Lorsqu'il connaît la date présumée de sa libération et, au plus tard dans le mois suivant celle-ci, il doit adresser à cette même direction une demande de réintégration par lettre recommandée avec accusé de réception. Cette réintégration sera effectuée de plein droit.
La durée de l'interruption concernant l'exécution du service national obligatoire sera considérée comme temps de présence dans l'entreprise pour le calcul de l'ancienneté.
Le salarié réintégré après son service national pourra prétendre à trente jours ouvrables de congés.
Toutefois, l'indemnité de congés payés sera calculée sur la base de 1/10 des salaires perçus pendant la période de référence (1er juin de l'année précédente au 31 mai de l'année en cours).


3 Périodes de réserves

Les périodes de réserves obligatoires ne sont pas imputées sur le congé annuel, et l'employé, après un an de présence dans l'entreprise reçoit pendant la durée de la période une allocation égale à son salaire, déduction faite de la solde nette touchée qui devra être déclarée par l'intéressé à l'employeur.

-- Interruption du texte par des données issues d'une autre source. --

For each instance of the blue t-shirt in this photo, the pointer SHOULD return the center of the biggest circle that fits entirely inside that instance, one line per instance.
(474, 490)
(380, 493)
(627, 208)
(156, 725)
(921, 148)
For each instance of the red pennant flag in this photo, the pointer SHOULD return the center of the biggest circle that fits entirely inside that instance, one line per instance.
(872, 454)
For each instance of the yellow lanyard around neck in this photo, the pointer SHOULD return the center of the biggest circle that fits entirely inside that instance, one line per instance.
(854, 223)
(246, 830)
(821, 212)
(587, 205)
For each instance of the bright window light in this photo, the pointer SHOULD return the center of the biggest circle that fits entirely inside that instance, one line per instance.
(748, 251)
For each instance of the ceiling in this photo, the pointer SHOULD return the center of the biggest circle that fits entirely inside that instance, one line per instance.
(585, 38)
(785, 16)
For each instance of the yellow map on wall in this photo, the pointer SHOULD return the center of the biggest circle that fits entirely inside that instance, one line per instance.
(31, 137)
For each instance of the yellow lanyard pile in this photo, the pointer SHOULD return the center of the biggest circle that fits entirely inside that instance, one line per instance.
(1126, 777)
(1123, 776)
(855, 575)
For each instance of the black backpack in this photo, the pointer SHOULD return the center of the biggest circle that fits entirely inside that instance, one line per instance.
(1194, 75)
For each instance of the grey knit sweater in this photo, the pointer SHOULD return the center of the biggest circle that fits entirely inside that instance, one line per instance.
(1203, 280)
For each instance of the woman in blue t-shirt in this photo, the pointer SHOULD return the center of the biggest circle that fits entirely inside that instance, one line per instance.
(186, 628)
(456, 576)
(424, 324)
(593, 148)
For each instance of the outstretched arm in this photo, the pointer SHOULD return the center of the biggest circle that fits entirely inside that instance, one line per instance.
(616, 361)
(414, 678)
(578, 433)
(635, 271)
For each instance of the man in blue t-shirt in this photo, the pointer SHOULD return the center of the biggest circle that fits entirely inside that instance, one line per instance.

Nota : l'avenant du 28 janvier 1994 remplace les codes APE par des codes NAF dans le champ d'application de la présente convention.

 

Article 58

CHAPITRE XII : Jours fériés.



Sont considérés comme fériés les jours suivants :
- 1er Janvier, lundi de Pâques, 1er Mai, 8 Mai, Ascension, lundi de Pentecôte, 14 Juillet, 15 Août, 1er Novembre, 11 Novembre et 25 Décembre.
En cas de chômage des jours fériés, les salariés payés au mois ne subiront aucune perte de salaire.
Dans le cadre de la présente convention :
- Six jours fériés par an, y compris le 1er Mai, seront obligatoirement chômés.
Excepté pour le 1er Mai, le paiement des jours fériés se fera sous réserve de la présence du salarié les veilles et les lendemains normalement travaillés des jours fériés, sauf absence du salarié autorisée par l'employeur.
Cinq jours fériés pourront être travaillés. Ceux-ci seront déterminés au sein de chaque entreprise en début d'année. Chaque jour férié travaillé sera soit rémunéré avec une majoration de 50 p 100, soit compensé par un repos à prendre dans le mois suivant.
Les heures de travail perdues, en raison du chômage d'un jour férié, ne donneront pas lieu à récupération. "

Nota : l'avenant du 28 janvier 1994 remplace les codes APE par des codes NAF dans le champ d'application de la présente convention.

 

Article 59

CHAPITRE XIII : Particularités à l'emploi des femmes et des jeunes.
Durée du travail.



Les jeunes travailleurs ou apprentis de l'un ou l'autre sexe âgés de moins de dix-huit ans ne peuvent être employés à un travail effectif de plus de huit heures par jour et de trente-neuf heures par semaine.
A titre exceptionnel, des dérogations aux dispositions précédentes pourront être accordées, dans la limite de cinq heures par semaine, par l'inspecteur du travail, après avis conforme du médecin du travail de l'établissement.
Aucune période de travail effectif ininterrompue ne pourra excéder une durée maximale de quatre heures et demie.
La durée du travail des intéressés ne pourra, en aucun cas, être supérieure à la durée quotidienne ou hebdomadaire du travail des adultes employés dans l'établissement.

Nota : l'avenant du 28 janvier 1994 remplace les codes APE par des codes NAF dans le champ d'application de la présente convention.